Im Rahmen der Versammlung wurden die neuen grünen und roten „Vereinswesten“ vorgestellt.

Die Entlastung der gesamten Vorstandschaft erfolgte einstimmig. Riedl überreichte Kassier Anni Purschke zum Dank für die geleistete Arbeit einen Essensgutschein und bedankte sich auch bei allen Vorstandsmitgliedern und allen nichtgenannten fleißigen Helfern für die Unterstützung.

Festwirt Martin Lohmayer verwies auf die „handgemachte“ Tischdeko, die neue Bekleidung des Personals und gab noch einige Informationen zum Volksfest-Programm.

2. Bürgermeister Toni Ried gab in seiner kurzen Ansprache der Hoffnung Ausdruck, dass man bei auftretenden Schwierigkeiten weiter „immer miteinander reden kann, damit immer wieder ein wunderbares Volksfest durchgeführt werden kann“.

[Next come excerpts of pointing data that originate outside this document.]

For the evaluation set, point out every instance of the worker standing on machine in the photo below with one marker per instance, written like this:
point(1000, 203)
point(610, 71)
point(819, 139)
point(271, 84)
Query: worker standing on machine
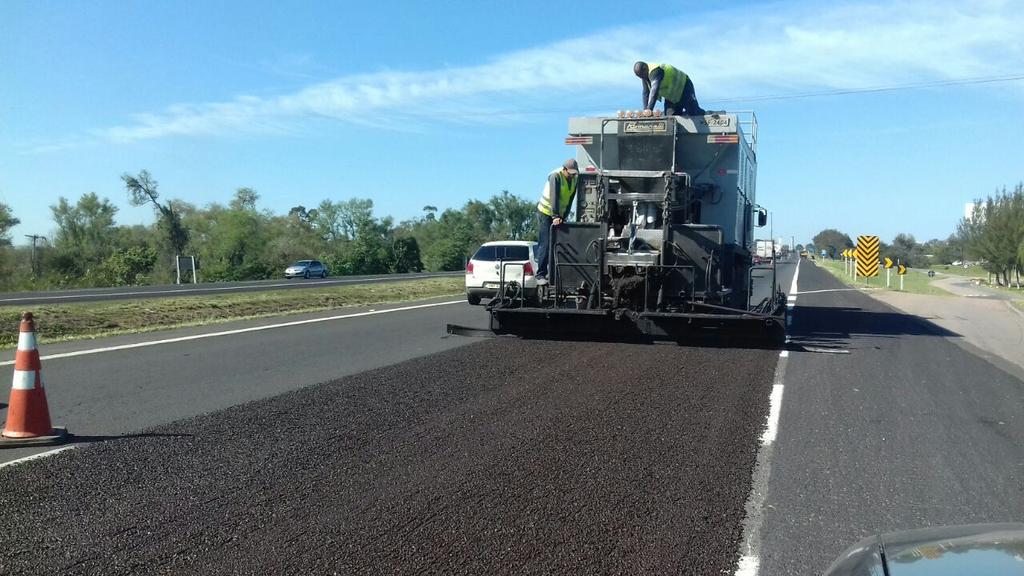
point(553, 209)
point(665, 81)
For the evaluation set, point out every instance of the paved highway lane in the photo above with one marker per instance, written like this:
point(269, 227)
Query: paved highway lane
point(480, 458)
point(136, 292)
point(484, 459)
point(887, 425)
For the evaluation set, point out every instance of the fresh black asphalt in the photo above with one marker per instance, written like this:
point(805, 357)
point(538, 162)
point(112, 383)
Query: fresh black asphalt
point(501, 457)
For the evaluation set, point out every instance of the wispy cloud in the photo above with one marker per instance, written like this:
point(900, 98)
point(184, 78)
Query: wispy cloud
point(777, 48)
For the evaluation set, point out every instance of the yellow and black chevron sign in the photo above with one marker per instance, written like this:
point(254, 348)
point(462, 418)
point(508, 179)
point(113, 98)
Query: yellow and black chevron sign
point(867, 255)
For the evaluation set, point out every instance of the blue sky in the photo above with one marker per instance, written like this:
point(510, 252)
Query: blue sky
point(436, 103)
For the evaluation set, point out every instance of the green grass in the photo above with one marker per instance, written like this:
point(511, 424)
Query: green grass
point(66, 322)
point(973, 272)
point(913, 283)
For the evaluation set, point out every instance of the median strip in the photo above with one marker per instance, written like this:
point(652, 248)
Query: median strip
point(79, 321)
point(239, 331)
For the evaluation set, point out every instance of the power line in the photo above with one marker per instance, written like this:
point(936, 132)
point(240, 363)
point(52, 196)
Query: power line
point(766, 97)
point(892, 88)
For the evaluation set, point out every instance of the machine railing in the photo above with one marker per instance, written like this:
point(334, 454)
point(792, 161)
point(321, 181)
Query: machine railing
point(748, 119)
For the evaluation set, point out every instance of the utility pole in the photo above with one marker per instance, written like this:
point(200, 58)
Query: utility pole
point(35, 238)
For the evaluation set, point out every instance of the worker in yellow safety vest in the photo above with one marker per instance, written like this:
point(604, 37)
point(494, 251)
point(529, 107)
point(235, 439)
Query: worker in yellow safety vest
point(553, 209)
point(662, 81)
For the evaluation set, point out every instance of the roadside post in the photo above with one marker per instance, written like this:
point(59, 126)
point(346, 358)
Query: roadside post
point(867, 256)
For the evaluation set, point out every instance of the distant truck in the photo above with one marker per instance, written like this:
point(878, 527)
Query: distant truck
point(766, 250)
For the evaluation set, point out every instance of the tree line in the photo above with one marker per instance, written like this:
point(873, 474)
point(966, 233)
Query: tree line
point(992, 235)
point(240, 241)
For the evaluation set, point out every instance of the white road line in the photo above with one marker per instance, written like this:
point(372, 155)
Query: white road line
point(239, 331)
point(748, 566)
point(40, 455)
point(830, 290)
point(211, 289)
point(793, 287)
point(750, 550)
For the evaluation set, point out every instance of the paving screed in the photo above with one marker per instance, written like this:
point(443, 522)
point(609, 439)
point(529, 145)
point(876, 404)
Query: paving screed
point(502, 457)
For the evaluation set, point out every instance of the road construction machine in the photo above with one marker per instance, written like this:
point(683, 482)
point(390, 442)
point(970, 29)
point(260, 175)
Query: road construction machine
point(660, 246)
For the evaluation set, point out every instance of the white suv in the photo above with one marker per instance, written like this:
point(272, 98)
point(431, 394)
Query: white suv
point(483, 270)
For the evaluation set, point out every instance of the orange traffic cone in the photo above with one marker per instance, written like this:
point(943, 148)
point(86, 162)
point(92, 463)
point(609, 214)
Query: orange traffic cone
point(28, 414)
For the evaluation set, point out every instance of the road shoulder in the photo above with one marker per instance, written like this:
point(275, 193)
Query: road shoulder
point(990, 328)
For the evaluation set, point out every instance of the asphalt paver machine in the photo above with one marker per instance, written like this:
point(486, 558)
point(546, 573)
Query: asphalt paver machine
point(660, 246)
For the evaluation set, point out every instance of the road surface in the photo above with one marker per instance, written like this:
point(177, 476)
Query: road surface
point(136, 292)
point(424, 454)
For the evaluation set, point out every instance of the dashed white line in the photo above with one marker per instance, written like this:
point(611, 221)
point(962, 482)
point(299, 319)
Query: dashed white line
point(239, 331)
point(37, 456)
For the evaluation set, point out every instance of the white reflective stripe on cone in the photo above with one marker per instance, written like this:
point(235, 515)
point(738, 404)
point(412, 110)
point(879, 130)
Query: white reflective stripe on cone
point(24, 379)
point(27, 340)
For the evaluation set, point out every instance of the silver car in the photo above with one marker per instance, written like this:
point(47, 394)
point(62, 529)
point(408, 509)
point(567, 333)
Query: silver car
point(306, 269)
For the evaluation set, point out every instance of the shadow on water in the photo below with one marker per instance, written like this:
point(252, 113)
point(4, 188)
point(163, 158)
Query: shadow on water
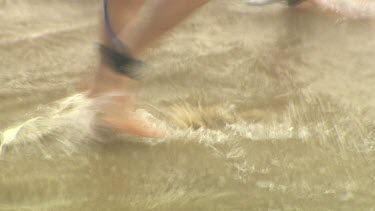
point(274, 128)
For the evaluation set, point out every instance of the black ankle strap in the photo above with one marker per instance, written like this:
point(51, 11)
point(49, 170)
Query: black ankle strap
point(121, 63)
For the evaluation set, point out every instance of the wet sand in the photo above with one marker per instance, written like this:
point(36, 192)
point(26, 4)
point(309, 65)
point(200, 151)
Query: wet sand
point(271, 109)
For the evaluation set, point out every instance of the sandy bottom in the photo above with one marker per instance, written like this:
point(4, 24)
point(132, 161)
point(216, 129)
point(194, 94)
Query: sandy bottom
point(271, 109)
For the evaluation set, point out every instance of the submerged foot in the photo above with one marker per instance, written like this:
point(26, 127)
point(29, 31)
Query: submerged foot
point(118, 105)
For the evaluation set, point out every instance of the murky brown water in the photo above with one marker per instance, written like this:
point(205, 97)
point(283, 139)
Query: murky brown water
point(272, 109)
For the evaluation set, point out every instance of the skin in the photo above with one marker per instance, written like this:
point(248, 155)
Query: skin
point(138, 30)
point(139, 23)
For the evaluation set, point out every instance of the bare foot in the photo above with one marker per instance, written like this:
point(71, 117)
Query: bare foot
point(118, 104)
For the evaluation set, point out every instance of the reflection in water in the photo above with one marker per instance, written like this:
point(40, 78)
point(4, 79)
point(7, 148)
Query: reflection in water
point(269, 108)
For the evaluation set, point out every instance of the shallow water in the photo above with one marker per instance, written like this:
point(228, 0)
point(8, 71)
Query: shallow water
point(271, 109)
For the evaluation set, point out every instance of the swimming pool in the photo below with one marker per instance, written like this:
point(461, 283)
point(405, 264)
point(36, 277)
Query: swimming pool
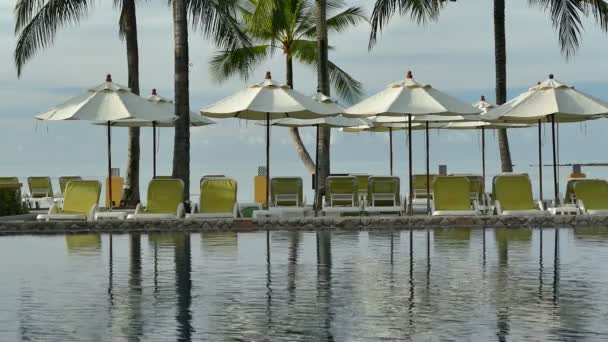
point(421, 285)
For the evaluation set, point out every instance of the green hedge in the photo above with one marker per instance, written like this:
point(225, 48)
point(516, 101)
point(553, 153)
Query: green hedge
point(10, 200)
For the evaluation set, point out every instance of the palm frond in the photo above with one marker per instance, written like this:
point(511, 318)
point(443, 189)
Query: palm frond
point(566, 16)
point(338, 23)
point(421, 11)
point(347, 88)
point(242, 61)
point(37, 22)
point(216, 19)
point(263, 9)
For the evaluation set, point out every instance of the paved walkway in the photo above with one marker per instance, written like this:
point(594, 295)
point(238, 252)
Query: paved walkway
point(301, 223)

Unter Wünsche und Anträge fragte Sepp Schauberger von den Feuerschützen, warum der Verein bisher keine eigene Fahne hat. Riedl begründete dies mit den enormen Kosten für eine Fahne und mit dem bekannten Problem der Fahnenträger, die schwierig zu finden seien. Der Verein wolle das Geld lieber für die Kinderveranstaltungen verwenden, was sofort mit starkem Applaus bedacht wurde.